Tercero, así el congreso de la República rechace todas las objeciones y devuelva el proyecto para la sanción presidencial, la sociedad colombiana ha perdido porque su órgano legislativo habrá dedicado tiempo precioso que debía emplear para el estudio, debate y aprobación de otros proyectos de ley de vital importancia para el desarrollo del país conforme a los mandatos del Acuerdo del Colón, como la reforma rural integral, o de otra naturaleza como una reforma educativa o al sistema de salud que tanto requieren el país.

Cuarto, el debate político que ha suscitado las objeciones de marras también ha afectado de manera grave la credibilidad de la cabeza de la rama jurisdiccional por cuanto la Corte Constitucional en una situación extraña se vio inmersa en un asunto que ya había despachado, la constitucionalidad del proyecto PLE: ser utilizada como órgano de consulta jurídica por el legislativo, creando confusión, suspicacias, críticas acervas que desdicen de la separación pero armoniosa colaboración entre las ramas del Poder Público en Colombia.

En conclusión, si bien  no ha habido choque de trenes entre las ramas del poder como lo vaticinaron algunos ni se ha descuadernado la estructura jurídica del Estado colombiano, está claro (clarísimo) que el gobierno y el CD han logrado su propósito; propósito que nada tiene que ver con los derechos de las víctimas o de la gente de a pie.
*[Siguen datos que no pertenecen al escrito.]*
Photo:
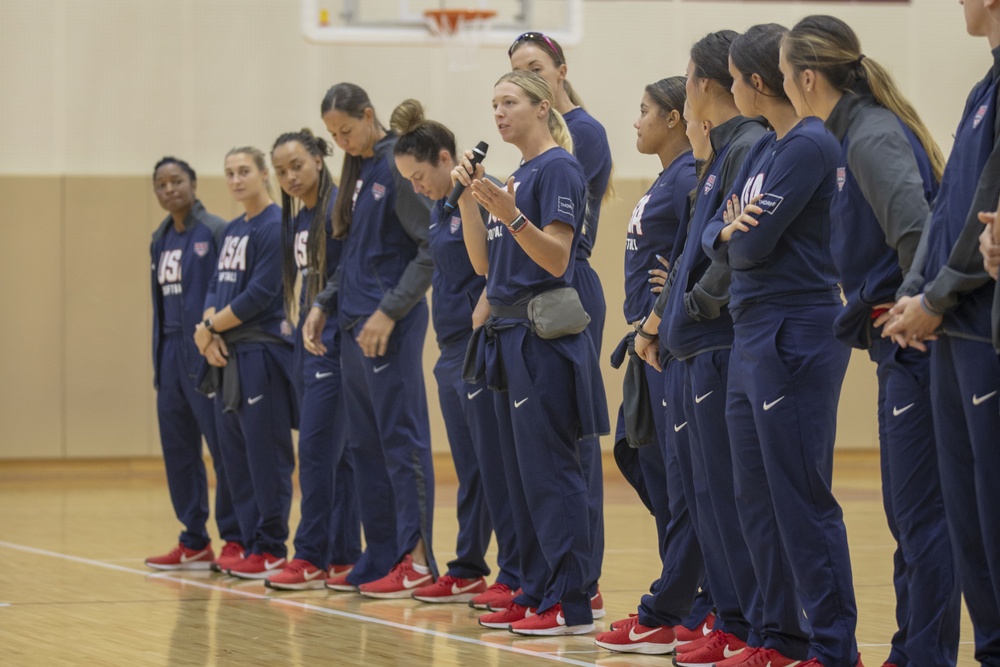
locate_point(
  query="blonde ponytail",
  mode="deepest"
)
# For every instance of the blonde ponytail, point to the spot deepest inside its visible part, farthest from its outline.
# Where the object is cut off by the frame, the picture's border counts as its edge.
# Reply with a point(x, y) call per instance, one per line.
point(887, 93)
point(829, 46)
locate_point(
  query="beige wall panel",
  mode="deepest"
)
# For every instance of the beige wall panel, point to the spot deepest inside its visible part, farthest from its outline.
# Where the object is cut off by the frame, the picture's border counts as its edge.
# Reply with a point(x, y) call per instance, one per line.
point(857, 419)
point(109, 404)
point(108, 372)
point(31, 396)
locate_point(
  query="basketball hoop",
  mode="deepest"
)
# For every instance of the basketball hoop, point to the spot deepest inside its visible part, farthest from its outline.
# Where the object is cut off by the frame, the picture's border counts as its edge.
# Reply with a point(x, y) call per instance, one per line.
point(460, 31)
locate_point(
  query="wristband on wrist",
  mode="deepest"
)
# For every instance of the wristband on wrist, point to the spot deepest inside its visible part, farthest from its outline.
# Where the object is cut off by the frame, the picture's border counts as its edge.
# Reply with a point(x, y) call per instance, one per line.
point(927, 307)
point(642, 333)
point(518, 223)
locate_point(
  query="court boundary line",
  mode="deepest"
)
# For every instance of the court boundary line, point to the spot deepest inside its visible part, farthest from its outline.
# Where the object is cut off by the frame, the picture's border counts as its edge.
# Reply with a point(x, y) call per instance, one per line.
point(292, 603)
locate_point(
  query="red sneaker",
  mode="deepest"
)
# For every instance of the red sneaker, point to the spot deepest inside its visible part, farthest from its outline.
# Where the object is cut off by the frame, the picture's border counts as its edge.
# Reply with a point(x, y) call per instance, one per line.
point(503, 618)
point(494, 598)
point(401, 581)
point(340, 584)
point(759, 657)
point(632, 637)
point(720, 646)
point(298, 575)
point(450, 589)
point(182, 558)
point(337, 570)
point(257, 566)
point(232, 553)
point(685, 635)
point(547, 623)
point(623, 622)
point(597, 605)
point(691, 646)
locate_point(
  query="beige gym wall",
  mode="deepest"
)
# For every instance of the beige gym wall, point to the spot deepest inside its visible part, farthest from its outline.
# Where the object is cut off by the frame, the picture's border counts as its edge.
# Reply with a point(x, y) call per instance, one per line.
point(74, 267)
point(95, 92)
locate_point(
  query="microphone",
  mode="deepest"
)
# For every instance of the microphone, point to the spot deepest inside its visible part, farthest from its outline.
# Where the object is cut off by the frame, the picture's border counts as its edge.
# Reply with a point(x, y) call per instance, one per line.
point(478, 153)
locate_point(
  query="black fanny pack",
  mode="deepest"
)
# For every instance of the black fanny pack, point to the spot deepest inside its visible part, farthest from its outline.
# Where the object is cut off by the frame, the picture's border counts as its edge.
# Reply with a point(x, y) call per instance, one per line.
point(552, 314)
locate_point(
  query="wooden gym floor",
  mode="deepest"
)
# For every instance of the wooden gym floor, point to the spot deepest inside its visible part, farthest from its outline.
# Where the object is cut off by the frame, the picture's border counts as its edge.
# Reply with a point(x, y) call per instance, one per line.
point(74, 590)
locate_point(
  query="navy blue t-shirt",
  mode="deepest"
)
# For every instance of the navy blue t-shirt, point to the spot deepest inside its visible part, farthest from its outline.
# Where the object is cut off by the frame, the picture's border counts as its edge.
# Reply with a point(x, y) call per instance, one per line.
point(652, 230)
point(455, 283)
point(388, 231)
point(592, 150)
point(786, 258)
point(168, 275)
point(248, 275)
point(548, 188)
point(300, 246)
point(974, 141)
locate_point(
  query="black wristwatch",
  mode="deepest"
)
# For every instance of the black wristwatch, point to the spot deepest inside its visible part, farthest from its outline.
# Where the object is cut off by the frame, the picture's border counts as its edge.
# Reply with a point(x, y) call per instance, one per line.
point(640, 332)
point(519, 222)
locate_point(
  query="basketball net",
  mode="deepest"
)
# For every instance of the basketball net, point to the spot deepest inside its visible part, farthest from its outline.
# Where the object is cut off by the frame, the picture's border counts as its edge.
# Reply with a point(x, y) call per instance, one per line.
point(460, 31)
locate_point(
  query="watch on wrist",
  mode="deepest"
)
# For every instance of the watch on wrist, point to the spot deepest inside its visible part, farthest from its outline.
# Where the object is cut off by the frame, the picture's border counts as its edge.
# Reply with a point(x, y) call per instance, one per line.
point(518, 223)
point(640, 332)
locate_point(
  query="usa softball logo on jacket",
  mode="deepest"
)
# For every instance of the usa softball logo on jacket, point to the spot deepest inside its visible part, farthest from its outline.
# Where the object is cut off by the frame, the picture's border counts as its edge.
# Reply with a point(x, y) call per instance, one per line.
point(709, 184)
point(980, 114)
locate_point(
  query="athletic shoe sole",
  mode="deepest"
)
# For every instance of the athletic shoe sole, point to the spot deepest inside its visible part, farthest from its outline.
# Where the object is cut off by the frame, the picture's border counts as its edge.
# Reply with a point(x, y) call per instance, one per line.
point(303, 586)
point(196, 565)
point(643, 648)
point(556, 631)
point(462, 597)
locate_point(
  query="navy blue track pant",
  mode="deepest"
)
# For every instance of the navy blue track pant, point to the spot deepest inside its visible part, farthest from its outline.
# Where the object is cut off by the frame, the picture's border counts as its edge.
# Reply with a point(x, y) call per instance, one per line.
point(785, 375)
point(471, 422)
point(539, 423)
point(389, 433)
point(329, 532)
point(965, 381)
point(927, 594)
point(674, 597)
point(588, 285)
point(727, 557)
point(257, 445)
point(185, 416)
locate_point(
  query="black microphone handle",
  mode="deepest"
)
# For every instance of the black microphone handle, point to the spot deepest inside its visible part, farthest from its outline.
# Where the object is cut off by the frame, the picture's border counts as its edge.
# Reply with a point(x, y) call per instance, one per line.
point(478, 154)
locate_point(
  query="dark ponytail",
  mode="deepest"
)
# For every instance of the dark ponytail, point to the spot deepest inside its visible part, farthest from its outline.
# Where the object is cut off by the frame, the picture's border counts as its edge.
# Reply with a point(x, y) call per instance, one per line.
point(315, 276)
point(352, 100)
point(757, 51)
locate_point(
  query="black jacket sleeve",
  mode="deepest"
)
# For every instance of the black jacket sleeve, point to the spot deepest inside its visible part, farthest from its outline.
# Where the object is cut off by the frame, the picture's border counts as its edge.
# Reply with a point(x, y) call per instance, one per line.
point(414, 213)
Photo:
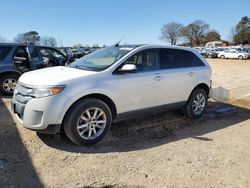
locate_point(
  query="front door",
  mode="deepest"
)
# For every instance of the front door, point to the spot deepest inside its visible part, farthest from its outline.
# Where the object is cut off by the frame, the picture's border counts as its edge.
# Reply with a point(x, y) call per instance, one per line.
point(142, 89)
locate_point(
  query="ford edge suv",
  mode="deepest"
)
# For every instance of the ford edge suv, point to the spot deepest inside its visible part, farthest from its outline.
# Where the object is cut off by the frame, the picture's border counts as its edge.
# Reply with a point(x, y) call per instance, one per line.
point(111, 84)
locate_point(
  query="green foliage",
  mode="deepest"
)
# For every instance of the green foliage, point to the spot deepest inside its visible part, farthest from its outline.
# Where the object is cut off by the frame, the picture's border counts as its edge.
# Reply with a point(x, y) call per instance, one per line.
point(195, 33)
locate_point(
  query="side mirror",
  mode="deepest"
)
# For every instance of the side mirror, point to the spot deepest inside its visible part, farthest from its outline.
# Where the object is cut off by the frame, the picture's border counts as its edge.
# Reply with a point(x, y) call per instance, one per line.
point(128, 68)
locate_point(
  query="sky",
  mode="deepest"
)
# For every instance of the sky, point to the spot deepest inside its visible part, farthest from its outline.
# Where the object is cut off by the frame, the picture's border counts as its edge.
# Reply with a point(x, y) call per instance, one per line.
point(105, 21)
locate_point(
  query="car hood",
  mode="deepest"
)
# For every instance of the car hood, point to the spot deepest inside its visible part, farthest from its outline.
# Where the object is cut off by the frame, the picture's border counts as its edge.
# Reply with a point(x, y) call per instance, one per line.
point(52, 76)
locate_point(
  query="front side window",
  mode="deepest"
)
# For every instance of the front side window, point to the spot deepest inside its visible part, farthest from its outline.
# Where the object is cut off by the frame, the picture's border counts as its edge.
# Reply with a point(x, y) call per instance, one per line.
point(4, 50)
point(145, 60)
point(176, 58)
point(101, 59)
point(34, 55)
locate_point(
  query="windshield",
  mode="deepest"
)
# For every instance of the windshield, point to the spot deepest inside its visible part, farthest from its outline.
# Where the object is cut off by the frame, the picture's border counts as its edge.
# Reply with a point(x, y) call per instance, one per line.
point(101, 59)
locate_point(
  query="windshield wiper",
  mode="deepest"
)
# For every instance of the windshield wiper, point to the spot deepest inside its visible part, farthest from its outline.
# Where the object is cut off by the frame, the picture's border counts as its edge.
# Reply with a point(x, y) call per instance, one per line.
point(83, 67)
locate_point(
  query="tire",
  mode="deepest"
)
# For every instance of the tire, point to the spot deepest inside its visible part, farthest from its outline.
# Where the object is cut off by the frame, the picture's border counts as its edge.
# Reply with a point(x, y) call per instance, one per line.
point(87, 121)
point(8, 83)
point(222, 57)
point(196, 104)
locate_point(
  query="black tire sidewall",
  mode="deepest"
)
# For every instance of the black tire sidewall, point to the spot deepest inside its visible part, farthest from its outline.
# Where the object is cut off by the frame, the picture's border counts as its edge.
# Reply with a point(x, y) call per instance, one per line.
point(189, 107)
point(72, 116)
point(5, 77)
También queda demostrado (una vez más) con el apoyo a las objeciones presidenciales que los gremios económicos que antes apoyaron el proceso de paz (La ANDI, otros), posicionándose en contravía,  de los interés de la nación (pueblo) y ésta observa con no cierta impotencia cómo sus derechos fundamentales y sus necesidades se diluyen en el océano de la corrupción que ahoga el país.

Por eso afirmo que con las objeciones que nada tienen de inconveniencia constituyen un triunfo (ojalá breve en el tiempo) del gobierno nacional a costa de una oportunidad perdida para convocar a la convergencia y la unidad de la nación y en detrimento de intereses supremos del Estado colombiano y su pueblo.

Por eso es necesario apelar a la unión de los partidos y fuerzas políticas que aún creen posible una nueva Colombia y a la movilización para defender esta oportunidad, tal vez única en este siglo, para dejar atrás la violencia política social y avanzar en la construcción de un verdadero Estado de derecho y democrático.

N.B. Este observador le pregunta a algún intelectual del Centro Democrático nos explique cómo Uribe y su partido pretenden modificar el Acuerdo de paz Santos-FARC alegando su inconformidad no porque no quieran la paz sino por estar mal hecho. ¿Acaso puede modificarse un acuerdo si una de las partes ha desaparecido o no está interesada en ello?  Acuerdo significa “Convenio entre dos o más partes”, según la RAE.